Compared with Alien, I think what The Thing has is a very successful sequence of rising tension based on changing rules. We have this very normal, day to day world of humans established in this terribly remote location. People so used to a precarious existence they've become comfortable with it. Then it becomes more precarious as unpredictable things happen. The aliens in both Alien and The Thing, importantly, don't operate by completely arbitrary rules--you sense an underlying logic to how they live and act even if you don't know what those rules are. First it's a dog, then it's some kind of squid plant, then it could be anyone and everyone you know. It doesn't make sense and yet it kind of does, just like humans living comfortably in Antarctica.

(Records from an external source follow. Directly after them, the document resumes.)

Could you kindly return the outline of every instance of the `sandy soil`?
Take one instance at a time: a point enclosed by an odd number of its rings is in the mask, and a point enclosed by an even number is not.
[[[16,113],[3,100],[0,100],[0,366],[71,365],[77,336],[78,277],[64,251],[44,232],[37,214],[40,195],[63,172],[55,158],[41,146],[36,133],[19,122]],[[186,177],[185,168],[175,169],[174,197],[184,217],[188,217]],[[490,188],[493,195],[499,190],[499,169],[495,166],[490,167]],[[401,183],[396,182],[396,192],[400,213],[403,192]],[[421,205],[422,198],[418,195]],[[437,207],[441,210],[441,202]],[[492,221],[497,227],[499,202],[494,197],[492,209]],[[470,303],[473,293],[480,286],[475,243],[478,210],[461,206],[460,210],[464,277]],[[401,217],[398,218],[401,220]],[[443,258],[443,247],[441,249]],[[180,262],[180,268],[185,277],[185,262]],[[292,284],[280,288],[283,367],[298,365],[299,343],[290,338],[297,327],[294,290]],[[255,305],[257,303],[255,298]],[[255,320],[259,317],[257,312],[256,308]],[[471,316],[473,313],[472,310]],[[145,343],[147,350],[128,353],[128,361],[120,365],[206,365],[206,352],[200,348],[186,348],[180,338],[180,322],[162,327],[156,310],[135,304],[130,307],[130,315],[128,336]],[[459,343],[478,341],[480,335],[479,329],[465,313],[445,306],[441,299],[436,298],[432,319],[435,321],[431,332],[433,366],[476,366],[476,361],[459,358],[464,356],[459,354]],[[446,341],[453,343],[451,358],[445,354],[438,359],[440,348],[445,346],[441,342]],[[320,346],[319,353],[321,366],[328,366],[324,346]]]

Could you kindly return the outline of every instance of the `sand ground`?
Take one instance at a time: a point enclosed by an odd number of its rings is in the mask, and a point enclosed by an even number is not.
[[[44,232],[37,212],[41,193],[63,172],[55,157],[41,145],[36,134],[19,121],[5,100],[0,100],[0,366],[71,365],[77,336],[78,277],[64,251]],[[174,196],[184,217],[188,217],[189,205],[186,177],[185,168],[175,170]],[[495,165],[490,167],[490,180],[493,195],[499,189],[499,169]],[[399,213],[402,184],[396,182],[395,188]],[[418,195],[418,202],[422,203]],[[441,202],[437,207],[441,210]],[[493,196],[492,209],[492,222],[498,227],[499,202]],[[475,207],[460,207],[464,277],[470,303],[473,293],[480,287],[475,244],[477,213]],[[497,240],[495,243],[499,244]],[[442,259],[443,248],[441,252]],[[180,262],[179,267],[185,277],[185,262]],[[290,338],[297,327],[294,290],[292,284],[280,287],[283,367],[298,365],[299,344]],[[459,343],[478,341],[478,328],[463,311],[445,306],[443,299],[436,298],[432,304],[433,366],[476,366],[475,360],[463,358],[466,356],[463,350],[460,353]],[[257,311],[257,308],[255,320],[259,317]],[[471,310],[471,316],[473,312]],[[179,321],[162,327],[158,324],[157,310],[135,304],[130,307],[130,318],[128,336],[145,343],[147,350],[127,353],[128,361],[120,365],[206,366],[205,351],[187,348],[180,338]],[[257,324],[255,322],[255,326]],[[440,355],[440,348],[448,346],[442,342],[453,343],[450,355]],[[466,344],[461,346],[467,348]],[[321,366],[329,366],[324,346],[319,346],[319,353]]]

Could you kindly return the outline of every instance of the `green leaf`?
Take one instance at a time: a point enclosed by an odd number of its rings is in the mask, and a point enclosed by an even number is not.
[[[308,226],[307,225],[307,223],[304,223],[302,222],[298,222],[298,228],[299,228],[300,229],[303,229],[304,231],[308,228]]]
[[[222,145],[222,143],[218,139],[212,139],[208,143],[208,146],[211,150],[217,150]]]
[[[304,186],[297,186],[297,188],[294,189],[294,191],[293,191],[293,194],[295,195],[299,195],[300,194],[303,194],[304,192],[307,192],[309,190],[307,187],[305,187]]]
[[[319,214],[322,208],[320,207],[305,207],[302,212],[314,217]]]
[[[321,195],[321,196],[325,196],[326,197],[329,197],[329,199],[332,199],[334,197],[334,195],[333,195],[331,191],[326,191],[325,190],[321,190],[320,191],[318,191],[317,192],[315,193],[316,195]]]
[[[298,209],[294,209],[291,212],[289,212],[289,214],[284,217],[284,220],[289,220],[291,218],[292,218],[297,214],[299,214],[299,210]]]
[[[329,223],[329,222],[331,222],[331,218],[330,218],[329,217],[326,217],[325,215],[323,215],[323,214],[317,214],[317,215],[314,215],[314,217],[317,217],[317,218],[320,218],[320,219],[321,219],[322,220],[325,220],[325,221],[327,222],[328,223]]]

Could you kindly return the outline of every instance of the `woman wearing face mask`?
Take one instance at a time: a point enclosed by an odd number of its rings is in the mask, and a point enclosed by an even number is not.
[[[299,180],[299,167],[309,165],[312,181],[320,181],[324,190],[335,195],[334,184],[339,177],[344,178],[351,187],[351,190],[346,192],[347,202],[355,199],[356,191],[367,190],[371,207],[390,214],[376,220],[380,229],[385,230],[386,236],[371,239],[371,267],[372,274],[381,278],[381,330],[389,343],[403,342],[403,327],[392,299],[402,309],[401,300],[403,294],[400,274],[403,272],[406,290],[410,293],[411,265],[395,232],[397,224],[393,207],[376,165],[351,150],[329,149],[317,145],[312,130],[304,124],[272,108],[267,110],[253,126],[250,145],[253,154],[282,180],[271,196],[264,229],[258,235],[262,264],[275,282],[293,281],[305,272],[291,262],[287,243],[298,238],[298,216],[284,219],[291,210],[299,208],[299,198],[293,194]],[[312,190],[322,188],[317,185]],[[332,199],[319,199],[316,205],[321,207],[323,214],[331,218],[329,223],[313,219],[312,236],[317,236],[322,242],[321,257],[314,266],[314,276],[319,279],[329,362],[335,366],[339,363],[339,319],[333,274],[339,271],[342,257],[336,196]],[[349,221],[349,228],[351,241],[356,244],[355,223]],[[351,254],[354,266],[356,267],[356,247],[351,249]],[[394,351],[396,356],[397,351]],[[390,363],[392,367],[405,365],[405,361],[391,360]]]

And just as I can say these things are what make Alien and The Thing great horror films, it's still no easier for filmmakers to produce a reliable formula for making great horror films. The nature of formula is, in itself, deadly. It certainly killed the xenomorph and Ridley Scott was right to leave it out of Prometheus, the most successful horror film in the Alien franchise since the first film (Prometheus was another film that was better than it had a right to be).

It'd been more than twenty years since I saw The Thing when I noticed it was added to The Criterion Channel on May 1. I'll always love Alien but The Thing had the advantage of being a little fresher. It was much easier to be in the moment with MacReady (Kurt Russell) and the rest. I didn't remember who were going to be aliens when MacReady devised that test with the wire and the blood samples so I was entirely in sympathy with the shock of the outcome.

The very fact that the movie sets up a man who operates on gut instinct as the hero in contrast with helpless but diligent scientists is another part of the horror, too. It's too easy to second guess instinct, and sometimes instincts can be at war with each other. When instincts take charge while the doctor is getting his arms bitten off by a gut wound with teeth, it's frightening even when the instinct saves your life. When you start to rely on instincts, it means you have to be constantly on guard, never relying on a system to tell you what's going to happen next--those things constructed by the human capacity for abstract thought. The horror of relying on instinct is the horror of being reduced to an animal state. But we are all animals . . .

The Thing is available on The Criterion Channel.